Providenciamos o aquecimento da minha cabana na noite em que o teto foi colocado. Era o fim do terceiro dia de um forte temporal que tinha virado de sudeste para noroeste e agora soprava bem de frente para nós. As praias da enseada de fora estavam sendo fustigadas por ondas enormes, e mesmo em nossa pequena enseada protegida quebravam algumas ondas consideráveis. Nenhum relevo da ilha nos protegia do vento, que assobiava e gritava à nossa volta a ponto de ameaçar a solidez das paredes. O teto de pele de foca, que eu pensava estar esticado como um tambor, batia e ondulava a cada rajada, e nas paredes apareciam inúmeras frestas que não tinham sido tão bem preenchidas de limo quanto Maud havia suposto. Apesar disso, a chama do óleo de foca brilhava forte e estávamos confortáveis e aquecidos.

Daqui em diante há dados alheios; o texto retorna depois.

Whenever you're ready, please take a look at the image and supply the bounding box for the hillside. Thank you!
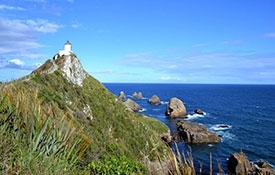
[0,54,168,174]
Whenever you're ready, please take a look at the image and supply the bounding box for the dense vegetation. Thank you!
[0,70,169,174]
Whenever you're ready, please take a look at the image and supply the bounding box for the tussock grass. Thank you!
[0,70,168,174]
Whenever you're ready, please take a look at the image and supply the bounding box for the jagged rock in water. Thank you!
[176,120,221,143]
[118,91,126,101]
[165,97,187,118]
[148,95,161,105]
[132,92,142,99]
[124,98,142,112]
[194,108,203,115]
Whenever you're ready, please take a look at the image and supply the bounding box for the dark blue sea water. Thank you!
[104,83,275,174]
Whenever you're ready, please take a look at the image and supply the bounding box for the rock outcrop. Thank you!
[124,98,142,112]
[118,91,126,101]
[132,92,143,99]
[32,53,89,86]
[194,108,203,115]
[176,120,221,143]
[148,95,161,105]
[227,152,275,175]
[165,97,187,118]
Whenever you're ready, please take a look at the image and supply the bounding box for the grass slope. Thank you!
[0,67,168,174]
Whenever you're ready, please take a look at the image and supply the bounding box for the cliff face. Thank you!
[0,51,168,174]
[34,54,88,86]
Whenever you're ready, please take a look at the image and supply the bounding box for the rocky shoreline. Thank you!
[118,91,275,175]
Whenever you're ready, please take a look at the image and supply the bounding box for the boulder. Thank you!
[124,98,142,112]
[165,97,187,118]
[161,132,174,143]
[118,91,126,101]
[148,95,161,105]
[176,120,221,143]
[194,108,203,115]
[227,152,252,175]
[132,92,142,99]
[230,152,275,175]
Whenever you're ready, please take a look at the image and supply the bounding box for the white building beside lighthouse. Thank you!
[59,41,73,56]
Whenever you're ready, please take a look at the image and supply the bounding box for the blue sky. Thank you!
[0,0,275,84]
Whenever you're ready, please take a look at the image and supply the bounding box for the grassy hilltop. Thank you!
[0,54,169,174]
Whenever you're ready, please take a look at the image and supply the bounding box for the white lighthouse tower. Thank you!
[59,41,73,56]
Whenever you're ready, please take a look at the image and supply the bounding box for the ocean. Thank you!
[104,83,275,172]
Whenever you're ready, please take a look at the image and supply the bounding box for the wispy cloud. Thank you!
[90,70,140,76]
[0,4,25,10]
[222,39,244,45]
[0,18,61,56]
[0,59,41,70]
[264,32,275,38]
[119,51,275,83]
[26,19,62,33]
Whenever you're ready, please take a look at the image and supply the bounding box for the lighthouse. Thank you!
[59,41,73,56]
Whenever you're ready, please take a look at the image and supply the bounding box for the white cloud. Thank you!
[9,59,24,66]
[26,19,61,33]
[0,4,25,10]
[160,76,181,81]
[118,51,275,83]
[264,32,275,38]
[0,17,61,58]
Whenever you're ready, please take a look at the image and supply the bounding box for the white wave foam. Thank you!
[187,114,204,120]
[153,108,161,111]
[210,124,232,131]
[138,108,147,112]
[217,131,236,141]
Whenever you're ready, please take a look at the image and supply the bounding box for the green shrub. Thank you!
[88,156,148,175]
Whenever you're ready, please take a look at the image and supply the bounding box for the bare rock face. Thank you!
[148,95,161,105]
[194,108,203,115]
[176,120,221,143]
[132,92,142,99]
[118,91,126,101]
[165,97,187,118]
[32,53,89,86]
[60,54,88,86]
[124,98,142,112]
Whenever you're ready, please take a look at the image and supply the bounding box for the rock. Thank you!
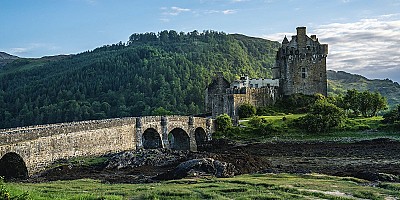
[155,158,236,180]
[105,149,189,169]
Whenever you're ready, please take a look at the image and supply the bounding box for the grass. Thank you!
[5,174,400,200]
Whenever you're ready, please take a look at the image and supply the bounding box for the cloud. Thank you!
[4,43,59,57]
[203,9,237,15]
[263,14,400,82]
[161,6,191,16]
[222,10,236,15]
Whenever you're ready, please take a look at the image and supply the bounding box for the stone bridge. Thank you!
[0,116,214,178]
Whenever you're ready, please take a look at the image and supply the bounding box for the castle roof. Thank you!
[282,35,289,44]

Foi uma noite realmente agradável, a melhor ocasião social que tivemos até então em Endeavour Island. Nossas mentes estavam serenas. Não tínhamos apenas nos resignado com o inverno inclemente. Estávamos prontos para ele. No que nos dizia respeito, as focas poderiam partir a qualquer momento em sua jornada misteriosa rumo ao sul, e as tempestades não nos inspiravam terror. Não bastasse estarmos secos, aquecidos e protegidos do vento, tínhamos colchões esplêndidos feitos de líquen. Tinha sido uma ideia de Maud, e ela havia feito questão de coletar todo o material. Aquela seria a minha primeira noite no colchão e eu sabia que seria ainda mais maravilhosa porque ela o fabricara com as próprias mãos.
Quando ela levantou para sair, me encarou daquele seu jeito caprichoso e disse:
— Alguma coisa vai acontecer. Na verdade, está acontecendo. Eu sinto. Algo está chegando, vindo em nossa direção. Está chegando agora. Não sei o quê, mas está chegando.
— Bom ou ruim? — perguntei.
Ela balançou a cabeça.
— Não sei, mas está aí perto, em algum lugar.
Ela apontou na direção da chuva e do vento.
— É uma costa de sotavento — ri —, e tenho certeza de que prefiro estar aqui a chegar por ela numa noite como essa. — Dei um passo para abrir-lhe a porta. — Não está com medo?
Ela cravou em mim seus olhos cheios de coragem.
— E sente-se bem? Perfeitamente bem?
— Nunca me senti melhor.
Conversamos um pouco mais antes de ela partir.
— Boa noite, Maud — eu disse.
— Boa noite, Humphrey — ela disse.
O uso de nossos primeiros nomes já era uma informalidade tão espontânea quanto natural. Naquele instante eu poderia tê-la abraçado e puxado contra mim. É o que deveria ter feito, com certeza, naquele outro mundo a que pertencíamos. Nas circunstâncias em que nos encontrávamos, a situação se encerrou da única maneira possível. Mesmo assim, sozinho em minha cabana, me senti alentado da cabeça aos pés por uma sensação agradável, sabendo que estávamos unidos por um laço, ou qualquer coisa tácita, que antes não existia.